China parece disposta a mudar política cambial
Editorial
Valor Econômico, Quinta-feira, 8 de abril de 2010
A China voltou a dar sinais de que pode flexibilizar a política cambial, permitindo a valorização da sua moeda, o yuan. A possibilidade já havia sido levantada no início do ano sem que nenhuma mudança ocorresse de fato. Há indicações, porém, de que agora pode ser diferente. Um dos principais motivos é que a sinalização está sendo dada pouco antes do encontro, na próxima semana, dos presidentes dos Estados Unidos, Barack Obama, e da China, Hu Jintao, em Washington. O encontro vai ocorrer paralelamente à reunião de cúpula sobre segurança nuclear, patrocinada por Obama, e o câmbio será naturalmente um tema.
A ação chinesa foi uma resposta à boa vontade do governo americano, que adiou a decisão de manifestar em documento que a China manipula sua moeda. Uma declaração desse tipo abre teoricamente espaço para disputas no âmbito da Organização Mundial do Comércio (OMC). Ao evitar esse passo, os Estados Unidos indicam que podem resolver a questão no âmbito diplomático, alternativa preferida pela China. Provavelmente será esse o recado que dará pessoalmente ao governo chinês o secretário do Tesouro, Timothy Geithner, hoje, em Pequim.

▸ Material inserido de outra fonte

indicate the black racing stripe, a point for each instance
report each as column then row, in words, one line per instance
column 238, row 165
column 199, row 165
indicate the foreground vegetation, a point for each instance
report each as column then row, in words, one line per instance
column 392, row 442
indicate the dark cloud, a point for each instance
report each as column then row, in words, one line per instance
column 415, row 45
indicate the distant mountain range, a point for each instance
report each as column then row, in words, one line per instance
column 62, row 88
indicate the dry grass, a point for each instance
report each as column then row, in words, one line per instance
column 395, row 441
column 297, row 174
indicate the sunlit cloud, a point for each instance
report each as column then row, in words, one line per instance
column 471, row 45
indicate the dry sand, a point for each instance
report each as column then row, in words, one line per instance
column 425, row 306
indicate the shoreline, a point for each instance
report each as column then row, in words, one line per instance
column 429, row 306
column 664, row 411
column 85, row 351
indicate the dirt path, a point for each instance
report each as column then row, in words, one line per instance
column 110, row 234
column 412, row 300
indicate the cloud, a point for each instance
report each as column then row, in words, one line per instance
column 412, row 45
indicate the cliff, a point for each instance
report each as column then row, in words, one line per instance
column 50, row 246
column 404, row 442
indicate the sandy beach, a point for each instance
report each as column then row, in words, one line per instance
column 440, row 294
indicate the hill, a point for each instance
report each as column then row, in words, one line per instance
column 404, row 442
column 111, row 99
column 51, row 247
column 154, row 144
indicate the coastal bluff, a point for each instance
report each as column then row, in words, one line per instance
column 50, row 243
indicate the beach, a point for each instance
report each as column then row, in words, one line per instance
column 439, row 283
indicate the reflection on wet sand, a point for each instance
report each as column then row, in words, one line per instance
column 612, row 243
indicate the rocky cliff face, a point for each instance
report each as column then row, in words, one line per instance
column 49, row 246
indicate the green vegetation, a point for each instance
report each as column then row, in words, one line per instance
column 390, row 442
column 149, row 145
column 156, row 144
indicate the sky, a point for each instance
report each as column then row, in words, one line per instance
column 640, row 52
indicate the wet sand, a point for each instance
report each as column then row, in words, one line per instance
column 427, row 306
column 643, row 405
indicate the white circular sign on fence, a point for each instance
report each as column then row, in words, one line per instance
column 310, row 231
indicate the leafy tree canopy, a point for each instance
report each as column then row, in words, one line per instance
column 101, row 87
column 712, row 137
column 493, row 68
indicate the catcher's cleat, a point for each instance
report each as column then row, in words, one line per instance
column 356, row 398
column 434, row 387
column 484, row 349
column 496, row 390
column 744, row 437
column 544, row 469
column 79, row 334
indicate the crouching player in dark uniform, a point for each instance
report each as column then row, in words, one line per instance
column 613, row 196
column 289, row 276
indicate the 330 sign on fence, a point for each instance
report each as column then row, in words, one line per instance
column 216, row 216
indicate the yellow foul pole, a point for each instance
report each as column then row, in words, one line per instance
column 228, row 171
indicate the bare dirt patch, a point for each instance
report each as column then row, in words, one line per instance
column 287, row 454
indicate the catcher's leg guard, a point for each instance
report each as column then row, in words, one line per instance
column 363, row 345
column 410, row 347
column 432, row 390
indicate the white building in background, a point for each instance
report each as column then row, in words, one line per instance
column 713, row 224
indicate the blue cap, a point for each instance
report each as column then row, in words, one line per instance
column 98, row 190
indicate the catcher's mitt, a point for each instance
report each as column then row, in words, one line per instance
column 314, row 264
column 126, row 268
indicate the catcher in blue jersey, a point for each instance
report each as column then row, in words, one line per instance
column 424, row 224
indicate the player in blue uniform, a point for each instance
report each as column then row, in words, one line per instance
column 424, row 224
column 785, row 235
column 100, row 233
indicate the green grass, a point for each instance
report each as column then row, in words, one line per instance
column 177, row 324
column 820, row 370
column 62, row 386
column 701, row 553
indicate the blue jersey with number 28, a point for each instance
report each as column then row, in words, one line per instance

Favorecida pela moeda depreciada e baixos custos de produção, a China vem dominando o comércio internacional. Seu superávit em conta corrente chegou perto de US$ 400 bilhões em 2007, cerca de 11% do Produto Interno Bruto (PIB). Mesmo durante o auge da crise internacional, em 2009, foi de surpreendentes US$ 275 bilhões, ou mais de 5% do PIB. Esse dinamismo puxa a economia internacional e tem um impacto positivo, especialmente em países emergentes como o Brasil, grande fornecedor de matérias-primas para a China.
Mas os aspectos negativos se sobressaem. Para o economista americano Fred Bergsten, do Peterson Institute for International Economics, a China está exportando grandes doses de desemprego para o resto do mundo, incluindo Estados Unidos, Europa e muitos mercados emergentes como o Brasil, Índia, México e África do Sul.
De fato, nesta semana, o presidente Lula mostrou-se irritado com o avanço chinês na Argentina, tradicional mercado brasileiro. Reportagem publicada pelo Valor, terça-feira, mostra que o país perde espaço para os chineses na briga por mercado em todo o mundo, a começar pelos vizinhos da América Latina. De acordo com estudo da Comissão Econômica para a América Latina e Caribe (Cepal), a China conseguiu ampliar em US$ 17 bilhões as vendas de produtos que competem com os brasileiros na América do Sul, entre 1995 e 2008, passando de fornecedora de quinquilharias a exportadora de bens de maior valor agregado, como eletrodomésticos. Já o Brasil ampliou em apenas US$ 665 milhões as vendas de bens que competem com os chineses.
A mudança mais significativa na política cambial chinesa ocorreu em julho de 2005, quando o país trocou o dólar como referência cambial por uma cesta de moedas. Apesar disso, o yuan pouco se fortaleceu nos dois anos seguintes, enquanto o país ia acumulando elevados superávits em conta corrente e astronômicas reservas internacionais. Entre novembro de 2007 e o fim de 2008, o ritmo de desvalorização do yuan aumentou. Com o aprofundamento da crise, porém, o câmbio praticamente estacionou. A China compraria US$ 1 bilhão por dia para sustentar a cotação.
A depreciação cambial foi uma das medidas chinesas para enfrentar a crise. O país tem que manter o estrondoso ritmo de crescimento econômico para dar emprego à sua gigantesca população - e essa expansão tem sido basicamente sustentada pelas exportações.
Tornar o câmbio flexível também é uma tarefa difícil por causa da inexistência de instrumentos de hedge e da falta de experiência das empresas chinesas em conviver com uma taxa flutuante, disse Zhang Yansheng, diretor-geral do Institute for International Economic Research, think tank, ligado ao governo.
Calcula-se que a moeda chinesa precise de um ajuste de 15% a 25% em termos reais. É praticamente impossível que isso ocorra de uma penada só. Como em um transatlântico, todas as mudanças na China são graduais.